Does each Fedora package specfile define the namespaced virtual provides it maps to (besides just special-cased aliases)? Is this automated? Or somewhere in between?

It looks like DEB has virtual provides this too, though perhaps not including the things like namespaces and such?

That does seem quite useful and that (OR dependencies in particular) have come up a number of times on other issues (including just in the past day or two). But in terms of standardizing something, that seems like a whole big project all its own, as its effectively a PEP 508 successor. And probably a more difficult one, since it would probably require more changes to existing tooling to support the substantially expanded syntax.

(Maybe worth someone giving it a nudge, since it seems Honza, Ralf and essentially everyone else on the issue agree on a path forward there, and the maintainer hasn’t responded?)

encukou · November 24, 2022, 10:38am

The Python ones are automated – taken from pyproject.toml and dist-info. Test deps are more manual, but can be read from tox config.

Not sure about DEB. But the namespaces above are just a naming convention, not really a feature of RPM.

Hence a subset that would get you “pretty far” ;‍)
Python tools don’t need to install the stuff, and can punt on hard cases (letting the build fail later) for now.
Edit: And non-Python tools (Conda/Fedora) need to have some kind of override mechanism anyway.

pitrou · November 25, 2022, 8:55am

Another UI improvement would be to add a pyproject.toml field for specifying a URL to the install docs.
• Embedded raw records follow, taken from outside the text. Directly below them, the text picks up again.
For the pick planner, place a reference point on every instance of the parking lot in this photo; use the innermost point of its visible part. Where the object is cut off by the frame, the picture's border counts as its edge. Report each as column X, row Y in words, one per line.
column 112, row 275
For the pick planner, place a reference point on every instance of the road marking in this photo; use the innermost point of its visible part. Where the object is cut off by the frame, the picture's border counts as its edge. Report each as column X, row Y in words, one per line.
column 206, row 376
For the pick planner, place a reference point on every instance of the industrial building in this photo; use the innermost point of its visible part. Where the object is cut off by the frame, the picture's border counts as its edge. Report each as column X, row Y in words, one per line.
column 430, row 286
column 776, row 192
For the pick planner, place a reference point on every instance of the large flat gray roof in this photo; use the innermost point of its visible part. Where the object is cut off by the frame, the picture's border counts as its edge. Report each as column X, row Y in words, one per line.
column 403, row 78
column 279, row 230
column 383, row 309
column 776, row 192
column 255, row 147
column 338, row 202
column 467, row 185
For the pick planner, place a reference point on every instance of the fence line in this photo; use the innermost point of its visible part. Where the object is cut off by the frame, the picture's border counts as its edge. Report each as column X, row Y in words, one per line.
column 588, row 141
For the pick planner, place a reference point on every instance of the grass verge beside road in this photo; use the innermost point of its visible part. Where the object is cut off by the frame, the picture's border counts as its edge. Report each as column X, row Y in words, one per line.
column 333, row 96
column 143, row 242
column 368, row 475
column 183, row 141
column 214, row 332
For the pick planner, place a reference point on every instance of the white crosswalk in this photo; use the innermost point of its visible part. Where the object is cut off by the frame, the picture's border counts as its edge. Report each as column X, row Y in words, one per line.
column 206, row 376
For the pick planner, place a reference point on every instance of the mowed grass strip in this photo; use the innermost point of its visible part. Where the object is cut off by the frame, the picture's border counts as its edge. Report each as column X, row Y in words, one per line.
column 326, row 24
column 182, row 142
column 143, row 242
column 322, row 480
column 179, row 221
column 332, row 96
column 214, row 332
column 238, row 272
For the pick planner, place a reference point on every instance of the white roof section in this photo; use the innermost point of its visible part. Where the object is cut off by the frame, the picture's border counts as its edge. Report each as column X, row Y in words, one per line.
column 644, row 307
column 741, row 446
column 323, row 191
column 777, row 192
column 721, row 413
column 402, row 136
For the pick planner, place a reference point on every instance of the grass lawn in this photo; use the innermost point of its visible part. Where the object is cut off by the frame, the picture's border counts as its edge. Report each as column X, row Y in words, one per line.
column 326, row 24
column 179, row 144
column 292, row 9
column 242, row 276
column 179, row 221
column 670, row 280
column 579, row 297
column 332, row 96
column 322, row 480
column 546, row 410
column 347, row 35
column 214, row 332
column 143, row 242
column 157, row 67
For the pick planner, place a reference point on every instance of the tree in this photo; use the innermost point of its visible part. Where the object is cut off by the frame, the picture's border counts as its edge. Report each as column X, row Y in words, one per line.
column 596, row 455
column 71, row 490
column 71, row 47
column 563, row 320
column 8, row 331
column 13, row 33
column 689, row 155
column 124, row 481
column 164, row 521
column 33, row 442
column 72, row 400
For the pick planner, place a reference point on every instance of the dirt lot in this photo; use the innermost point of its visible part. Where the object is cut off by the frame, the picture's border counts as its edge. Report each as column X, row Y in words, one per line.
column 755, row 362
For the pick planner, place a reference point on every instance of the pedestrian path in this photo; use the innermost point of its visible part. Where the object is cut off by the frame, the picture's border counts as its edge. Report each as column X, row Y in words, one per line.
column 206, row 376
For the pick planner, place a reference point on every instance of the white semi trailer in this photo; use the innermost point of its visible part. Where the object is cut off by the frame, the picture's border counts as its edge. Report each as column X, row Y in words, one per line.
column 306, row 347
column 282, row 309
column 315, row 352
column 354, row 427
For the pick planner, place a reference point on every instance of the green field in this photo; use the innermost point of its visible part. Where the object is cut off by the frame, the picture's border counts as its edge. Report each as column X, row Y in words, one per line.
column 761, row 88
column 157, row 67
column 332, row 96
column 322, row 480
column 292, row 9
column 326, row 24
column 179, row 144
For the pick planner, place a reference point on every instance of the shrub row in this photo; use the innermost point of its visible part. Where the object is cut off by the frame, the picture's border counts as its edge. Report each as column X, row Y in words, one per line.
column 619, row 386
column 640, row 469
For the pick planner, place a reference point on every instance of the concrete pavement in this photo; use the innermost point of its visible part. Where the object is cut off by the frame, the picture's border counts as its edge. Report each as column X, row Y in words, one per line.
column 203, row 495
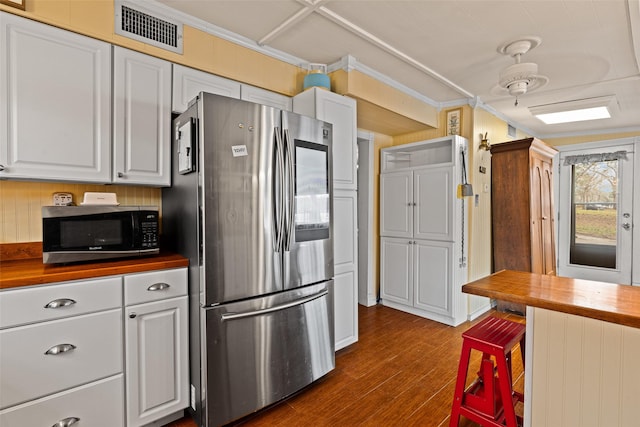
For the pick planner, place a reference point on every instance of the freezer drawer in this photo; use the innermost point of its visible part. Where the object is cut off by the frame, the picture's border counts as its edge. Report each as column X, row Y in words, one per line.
column 262, row 350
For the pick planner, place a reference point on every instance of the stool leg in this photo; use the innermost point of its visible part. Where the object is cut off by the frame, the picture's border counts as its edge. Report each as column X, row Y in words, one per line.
column 463, row 366
column 506, row 391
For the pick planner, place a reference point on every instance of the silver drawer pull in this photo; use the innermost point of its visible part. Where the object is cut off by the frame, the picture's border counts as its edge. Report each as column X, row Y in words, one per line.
column 158, row 287
column 67, row 422
column 60, row 348
column 61, row 302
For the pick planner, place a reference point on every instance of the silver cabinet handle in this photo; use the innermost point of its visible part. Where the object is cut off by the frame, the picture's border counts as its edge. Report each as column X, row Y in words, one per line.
column 61, row 302
column 158, row 287
column 59, row 349
column 67, row 422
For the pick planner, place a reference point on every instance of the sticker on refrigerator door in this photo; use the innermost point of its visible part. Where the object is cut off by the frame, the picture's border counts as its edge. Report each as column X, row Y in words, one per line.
column 239, row 150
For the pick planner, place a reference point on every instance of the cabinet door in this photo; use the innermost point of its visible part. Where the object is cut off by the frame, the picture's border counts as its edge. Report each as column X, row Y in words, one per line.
column 433, row 267
column 188, row 82
column 55, row 108
column 396, row 270
column 345, row 243
column 265, row 97
column 156, row 359
column 142, row 118
column 434, row 196
column 396, row 204
column 341, row 112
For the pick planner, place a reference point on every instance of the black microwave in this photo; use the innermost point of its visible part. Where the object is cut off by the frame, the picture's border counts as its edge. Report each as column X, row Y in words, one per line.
column 83, row 233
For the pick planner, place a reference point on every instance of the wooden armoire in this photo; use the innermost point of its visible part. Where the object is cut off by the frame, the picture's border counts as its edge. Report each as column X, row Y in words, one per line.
column 522, row 208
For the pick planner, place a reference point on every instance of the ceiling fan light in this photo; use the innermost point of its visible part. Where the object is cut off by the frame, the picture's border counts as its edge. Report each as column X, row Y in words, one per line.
column 518, row 88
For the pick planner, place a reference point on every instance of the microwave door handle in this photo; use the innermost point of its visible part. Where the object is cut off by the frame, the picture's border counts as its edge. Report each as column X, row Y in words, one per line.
column 291, row 189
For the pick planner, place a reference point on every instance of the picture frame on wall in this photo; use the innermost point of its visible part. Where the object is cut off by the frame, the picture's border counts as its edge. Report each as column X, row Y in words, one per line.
column 454, row 121
column 15, row 3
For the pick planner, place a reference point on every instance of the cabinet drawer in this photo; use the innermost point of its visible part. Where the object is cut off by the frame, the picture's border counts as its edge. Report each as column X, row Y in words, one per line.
column 29, row 373
column 48, row 302
column 154, row 286
column 98, row 404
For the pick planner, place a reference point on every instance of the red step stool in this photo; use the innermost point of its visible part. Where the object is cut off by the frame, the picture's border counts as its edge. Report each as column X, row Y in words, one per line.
column 490, row 399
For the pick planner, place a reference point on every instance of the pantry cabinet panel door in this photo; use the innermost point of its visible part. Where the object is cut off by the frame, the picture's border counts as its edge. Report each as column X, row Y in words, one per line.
column 396, row 271
column 432, row 270
column 396, row 206
column 434, row 197
column 55, row 103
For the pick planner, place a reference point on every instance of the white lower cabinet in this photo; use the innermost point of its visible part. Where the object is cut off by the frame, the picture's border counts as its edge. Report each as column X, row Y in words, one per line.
column 156, row 360
column 62, row 348
column 98, row 404
column 156, row 350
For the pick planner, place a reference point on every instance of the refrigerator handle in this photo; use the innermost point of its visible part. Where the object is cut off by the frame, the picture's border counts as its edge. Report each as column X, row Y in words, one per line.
column 278, row 196
column 290, row 189
column 301, row 301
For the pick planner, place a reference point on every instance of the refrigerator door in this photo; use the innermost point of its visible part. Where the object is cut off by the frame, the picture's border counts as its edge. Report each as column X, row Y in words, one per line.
column 262, row 350
column 308, row 246
column 240, row 169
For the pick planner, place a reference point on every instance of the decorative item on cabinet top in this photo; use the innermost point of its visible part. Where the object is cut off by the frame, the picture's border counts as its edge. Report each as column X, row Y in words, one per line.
column 317, row 77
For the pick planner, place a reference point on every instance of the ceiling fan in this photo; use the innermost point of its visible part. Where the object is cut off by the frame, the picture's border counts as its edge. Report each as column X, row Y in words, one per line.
column 521, row 77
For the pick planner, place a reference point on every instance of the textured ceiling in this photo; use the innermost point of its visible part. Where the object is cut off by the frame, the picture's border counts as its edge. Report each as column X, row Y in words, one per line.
column 447, row 50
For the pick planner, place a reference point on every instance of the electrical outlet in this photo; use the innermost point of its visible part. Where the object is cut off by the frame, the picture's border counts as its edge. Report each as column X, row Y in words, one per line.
column 62, row 199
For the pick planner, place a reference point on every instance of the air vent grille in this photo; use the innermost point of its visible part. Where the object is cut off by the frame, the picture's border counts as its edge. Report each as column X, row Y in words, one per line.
column 141, row 26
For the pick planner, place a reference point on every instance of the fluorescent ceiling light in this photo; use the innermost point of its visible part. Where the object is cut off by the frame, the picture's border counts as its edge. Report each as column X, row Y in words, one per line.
column 575, row 111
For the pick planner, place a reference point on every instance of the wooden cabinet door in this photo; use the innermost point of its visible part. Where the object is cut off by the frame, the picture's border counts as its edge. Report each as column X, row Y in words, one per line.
column 55, row 108
column 142, row 119
column 433, row 266
column 396, row 204
column 396, row 270
column 434, row 191
column 156, row 358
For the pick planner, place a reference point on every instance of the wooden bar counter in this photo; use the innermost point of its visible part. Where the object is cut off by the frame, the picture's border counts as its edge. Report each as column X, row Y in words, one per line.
column 598, row 300
column 582, row 347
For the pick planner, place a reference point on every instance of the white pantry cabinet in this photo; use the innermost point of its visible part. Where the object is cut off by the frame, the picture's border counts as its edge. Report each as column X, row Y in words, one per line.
column 141, row 118
column 189, row 82
column 423, row 230
column 55, row 103
column 156, row 350
column 341, row 112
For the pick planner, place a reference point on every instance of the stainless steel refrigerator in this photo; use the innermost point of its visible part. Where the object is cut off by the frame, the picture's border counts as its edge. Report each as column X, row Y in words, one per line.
column 251, row 207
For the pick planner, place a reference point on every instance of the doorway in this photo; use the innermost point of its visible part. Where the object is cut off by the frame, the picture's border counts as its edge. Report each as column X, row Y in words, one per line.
column 366, row 266
column 595, row 227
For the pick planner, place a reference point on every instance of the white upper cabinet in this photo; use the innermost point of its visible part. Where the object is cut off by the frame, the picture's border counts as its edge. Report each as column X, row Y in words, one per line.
column 189, row 82
column 141, row 118
column 55, row 103
column 341, row 112
column 265, row 97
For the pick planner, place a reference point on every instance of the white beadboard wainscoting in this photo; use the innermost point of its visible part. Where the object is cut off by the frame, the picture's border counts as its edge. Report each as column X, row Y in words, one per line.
column 583, row 372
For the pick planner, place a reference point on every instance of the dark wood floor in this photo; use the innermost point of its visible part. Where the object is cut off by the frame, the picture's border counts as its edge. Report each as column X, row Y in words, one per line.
column 402, row 371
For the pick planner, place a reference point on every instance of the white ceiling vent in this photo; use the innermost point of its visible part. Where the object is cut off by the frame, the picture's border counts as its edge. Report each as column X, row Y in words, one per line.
column 141, row 24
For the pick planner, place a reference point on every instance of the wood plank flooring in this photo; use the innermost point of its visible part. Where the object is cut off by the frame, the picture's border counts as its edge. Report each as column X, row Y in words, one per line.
column 401, row 372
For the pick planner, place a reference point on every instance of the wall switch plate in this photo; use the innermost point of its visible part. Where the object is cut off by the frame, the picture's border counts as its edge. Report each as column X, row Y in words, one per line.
column 62, row 199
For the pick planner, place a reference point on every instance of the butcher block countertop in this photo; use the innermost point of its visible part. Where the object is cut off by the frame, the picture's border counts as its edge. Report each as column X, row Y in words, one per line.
column 609, row 302
column 20, row 266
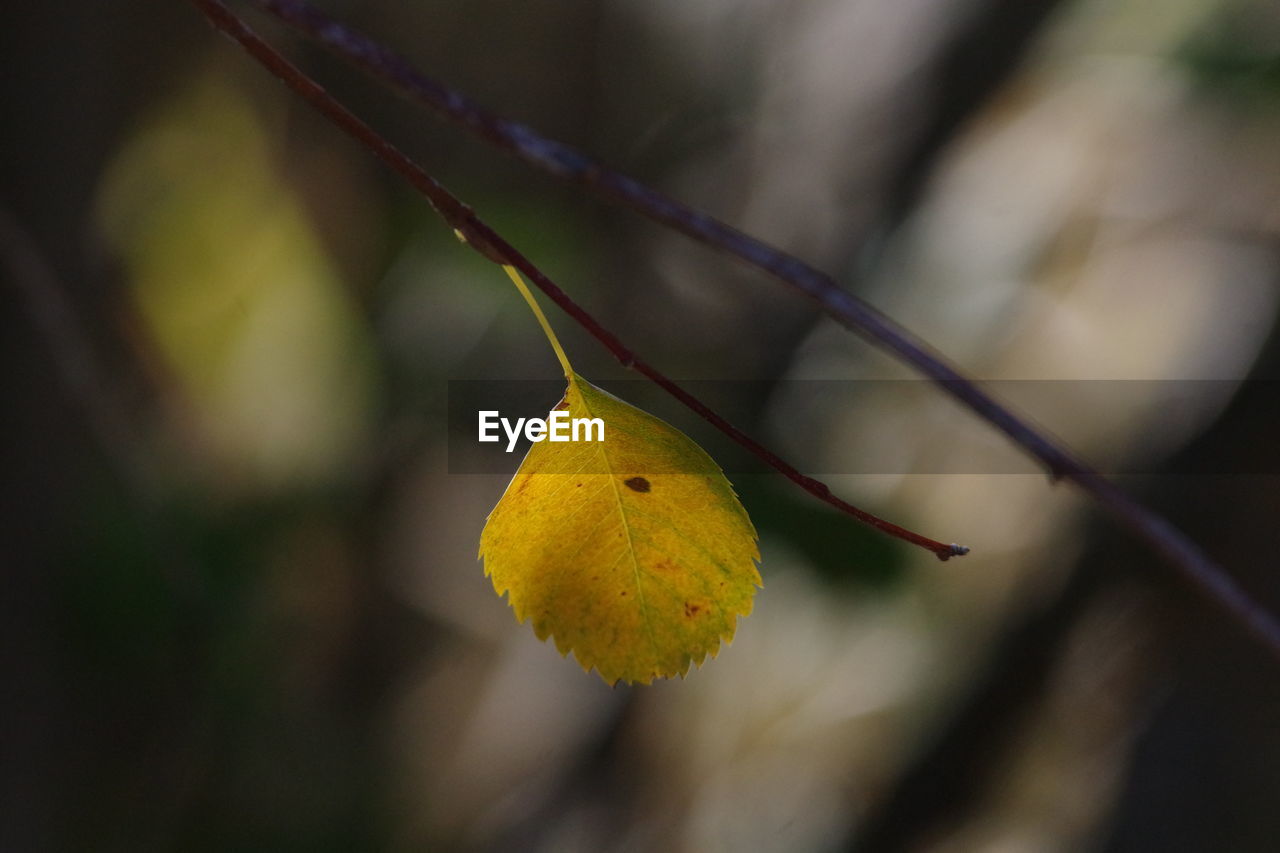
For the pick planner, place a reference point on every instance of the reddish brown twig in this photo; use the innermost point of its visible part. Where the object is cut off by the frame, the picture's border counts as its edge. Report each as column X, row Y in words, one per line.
column 489, row 243
column 1203, row 574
Then when a package fails building, pip can display that direct the user to those install docs as part of an error message.

CAM-Gerlach · November 25, 2022, 10:06am

Adding a whole new Pyproject metadata key / Core metadata field would of course be a lot more than just a UI improvement, as it requires a PEP, then modifying multiple standards, and then updating all the various build backends, build/integration frontends, and Warehouse (PyPI) to add support for it (most of which right now still don’t support PEP 643/Metadata 2.2, much less PEP 685/Metadata 2.3), and only then, after support has sufficiently percolated thorough the ecosystem, would authors be able to update their packages accordingly.

However, if something like this is desired, there is a much more viable approach—just use the existing urls Pyproject metadata field. Specifically, you could have pip show the URL(s?) with a name matching the pattern instal*, and document that users should name their installation guide URL “Installation” (or similar) for pip to display it automatically on build failure (or even offer to open it using webbrowser).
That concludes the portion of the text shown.